Consumer Firms to be Hard Hit By Upcoming U.S. Economic Slowdown

Low consumer confidence
Grim Wall Street traders (Photo: Reuters)

U.S. consumer goods firms are bracing for a slowdown in buyer demand while equity fund managers on Wall Street remain wary of investing in consumer discretionary stocks.

The twin whammy hitting firms making both consumer discretionary and consumer staples products is being triggered by unexpectedly low consumer confidence since the start of the year.

"We're already seeing that consumer confidence has lowered and analysts have been lowering expectations for 2019," said Jharonne Martis, director of consumer research at Refinitiv, according to Reuters.
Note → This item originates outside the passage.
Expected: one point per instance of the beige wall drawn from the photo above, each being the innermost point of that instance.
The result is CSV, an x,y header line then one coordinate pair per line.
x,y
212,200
As expectations for slower U.S. economic growth rises, U.S. fund managers are selectively avoiding stocks in consumer companies. Fund managers are casting a wary eye on companies with lofty valuations. They're also worried about declining earnings estimates and sagging consumer confidence.

For the first quarter, analysts estimate discretionary earnings shedding 1.7 percent compared with expectations for 6 percent growth on Oct. 1, 2018. On the other hand, first-quarter earnings growth for consumer staples firms is expected at only 0.7 percent. This compares to the 6.7 percent consensus in October 2018.

The 35 day-long federal government shutdown helped defuse consumer enthusiasm while the wild volatility ride on Wall Street in Q4 2018 had a similarly demoralizing effect on investors.

One analyst said most Americans have had something in their life in the past few months "that has given them pause."

For the wealthy, this gut punch was watching the stock market go down 15 percent in the fourth quarter, said Shawn Kravetz, Esplanade Capital LLC chief investment officer. As a result, Kravetz is largely avoiding consumer stocks because of their valuations.

As for government workers, the killer was weeks of no cash flow and uncertainty because of Trump's government shutdown.

"For many, it was the uncertainty of the shutdown and what the secondary effects might be to them directly, to their jobs or businesses, or the economy at large ... everyone was touched directly or indirectly. That didn't pop the bubble but certainly let a little air out."

Also sending chills down the spines of investors is data showing consumer discretionary index trading at 19.8 times forward earnings estimates. This compares to 17.3 for consumer staples and a 15.8 multiple for the broader S&P, said Refinitiv data. All this means investors are paying more for weaker growth.

All these contrarian factors even in the face of low U.S. unemployment and rising wages, both of which should make consumers spend more. But worries about global growth, domestic U.S. politics, and a U.S.-China trade war continue to deflate consumer and investor moods.